She also recalled how, in 1941, she had snatched a letter from a member of the Gestapo who was searching her office and tore it into little pieces. At the time, she claimed the letter contained private details relating to her moral life as a nun, but later she explained that it contained a list of Belgian traitors that she was to send to the Allies. In May 1952, she was awarded a pension by the Belgian government.
Another Irish nun who assisted the anti-fascist resistance highlighted in The Irish in the Resistance is Sr. Noreen Dennehy from County Kerry who assisted the Vatican-based O'Flaherty and his Rome Escape Line, which hid thousands of Allied POWs as well as members of the Jewish community in German-occupied Italy.
Dennehy's work involved delivering messages for O'Flaherty. She and the Irish Franciscan Missionary Sisters of the Immaculate Conception hid, fed and clothed hundreds of Jewish women and children, keeping between 30 and 40 at a time in their convent. According to Finn and Morgan's book, the Franciscan nuns described themselves as neutral (because they were Irish), and the Germans left them alone.
Sr. Agnes (Clare) Walsh, a member of the Daughters of Charity of St Vincent de Paul, helped to save a Jewish family in France from deportation to a concentration camp. Though she was born in Hull in Britain, she acquired an Irish passport while living at one of the congregation's convents in Ireland.
She moved to the St. Vincent de Paul convent in Cadouin, France, and in December 1943, a Jewish man named Pierre Cremieux asked the Daughters of Charity to shelter him and his family. Walsh successfully pleaded on behalf of the family of five, and her superior allowed them to stay at the convent until France was liberated.
After the war, two of the children, Jean-Pierre and Collette Cremieux, campaigned for Walsh's recognition in 1990 as "Righteous Among the Nations," Israel's highest award to those who risked their lives to save Jewish people during World War II.
Of course, not all nuns who supported the Resistance or helped members of the Jewish community were Irish.
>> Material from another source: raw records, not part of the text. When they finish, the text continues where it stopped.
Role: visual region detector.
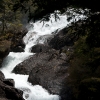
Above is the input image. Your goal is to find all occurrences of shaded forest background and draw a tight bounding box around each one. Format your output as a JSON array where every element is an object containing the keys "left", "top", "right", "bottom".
[{"left": 0, "top": 0, "right": 100, "bottom": 100}]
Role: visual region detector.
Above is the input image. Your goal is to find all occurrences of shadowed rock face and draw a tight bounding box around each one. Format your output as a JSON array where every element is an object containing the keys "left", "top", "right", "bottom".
[
  {"left": 0, "top": 71, "right": 24, "bottom": 100},
  {"left": 10, "top": 28, "right": 28, "bottom": 52},
  {"left": 0, "top": 40, "right": 11, "bottom": 67},
  {"left": 31, "top": 44, "right": 51, "bottom": 53}
]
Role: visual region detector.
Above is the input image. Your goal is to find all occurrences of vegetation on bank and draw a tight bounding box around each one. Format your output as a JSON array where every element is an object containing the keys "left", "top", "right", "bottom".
[
  {"left": 0, "top": 0, "right": 100, "bottom": 100},
  {"left": 68, "top": 14, "right": 100, "bottom": 100}
]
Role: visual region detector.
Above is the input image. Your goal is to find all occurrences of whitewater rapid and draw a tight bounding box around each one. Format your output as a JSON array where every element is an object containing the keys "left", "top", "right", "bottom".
[{"left": 0, "top": 9, "right": 86, "bottom": 100}]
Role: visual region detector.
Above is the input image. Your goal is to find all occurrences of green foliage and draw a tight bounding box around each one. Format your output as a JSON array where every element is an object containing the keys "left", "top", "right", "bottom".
[
  {"left": 68, "top": 14, "right": 100, "bottom": 100},
  {"left": 0, "top": 0, "right": 21, "bottom": 33}
]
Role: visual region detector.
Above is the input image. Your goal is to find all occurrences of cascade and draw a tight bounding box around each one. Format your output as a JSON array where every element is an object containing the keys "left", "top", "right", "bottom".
[{"left": 0, "top": 9, "right": 84, "bottom": 100}]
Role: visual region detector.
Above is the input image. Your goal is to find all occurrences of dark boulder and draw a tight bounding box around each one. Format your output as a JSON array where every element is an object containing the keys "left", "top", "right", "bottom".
[
  {"left": 0, "top": 71, "right": 5, "bottom": 81},
  {"left": 31, "top": 44, "right": 51, "bottom": 53},
  {"left": 0, "top": 40, "right": 11, "bottom": 67},
  {"left": 48, "top": 21, "right": 83, "bottom": 50},
  {"left": 10, "top": 28, "right": 28, "bottom": 52},
  {"left": 0, "top": 71, "right": 24, "bottom": 100},
  {"left": 13, "top": 46, "right": 24, "bottom": 52}
]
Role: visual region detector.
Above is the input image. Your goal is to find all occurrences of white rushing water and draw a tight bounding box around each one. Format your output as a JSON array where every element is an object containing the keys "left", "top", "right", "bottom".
[{"left": 0, "top": 9, "right": 86, "bottom": 100}]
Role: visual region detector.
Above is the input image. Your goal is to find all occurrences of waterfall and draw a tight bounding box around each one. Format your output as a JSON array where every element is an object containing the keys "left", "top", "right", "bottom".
[{"left": 0, "top": 9, "right": 86, "bottom": 100}]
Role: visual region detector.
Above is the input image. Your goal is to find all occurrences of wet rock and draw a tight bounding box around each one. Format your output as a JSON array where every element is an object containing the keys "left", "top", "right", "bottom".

You only have to think of Sr. Denise Bergon who sheltered 83 Jewish children at Notre Dame de Massip convent in France during the war.
And not all nuns who were heroic were involved in the Resistance. Finn came across the story of Irish nun Sr. Fulgentia Waller from Dundalk County Louth who died rescuing children during Operation Carthage, an Allied air raid on occupied Copenhagen, Denmark, in March 1945. A member of the Congregation of the Sisters of St Joseph of Chamberry, Waller spent 35 years in Fredericksberg, Copenhagen, teaching English at the French congregation's school.
Sadly, she lost her life when Danish Resistance requested that the Allies bomb the Nazi headquarters in the Danish capital. When one of the British planes on the expedition crashed into a garage near the Jeanne d'Arc school, other Allied planes offloaded their bombs, mistaking the flames from the crash for their target.
Of the 120 civilians killed, 86 were children, 10 were nuns and three were teachers. "She died saving children," Finn said. The school was never rebuilt.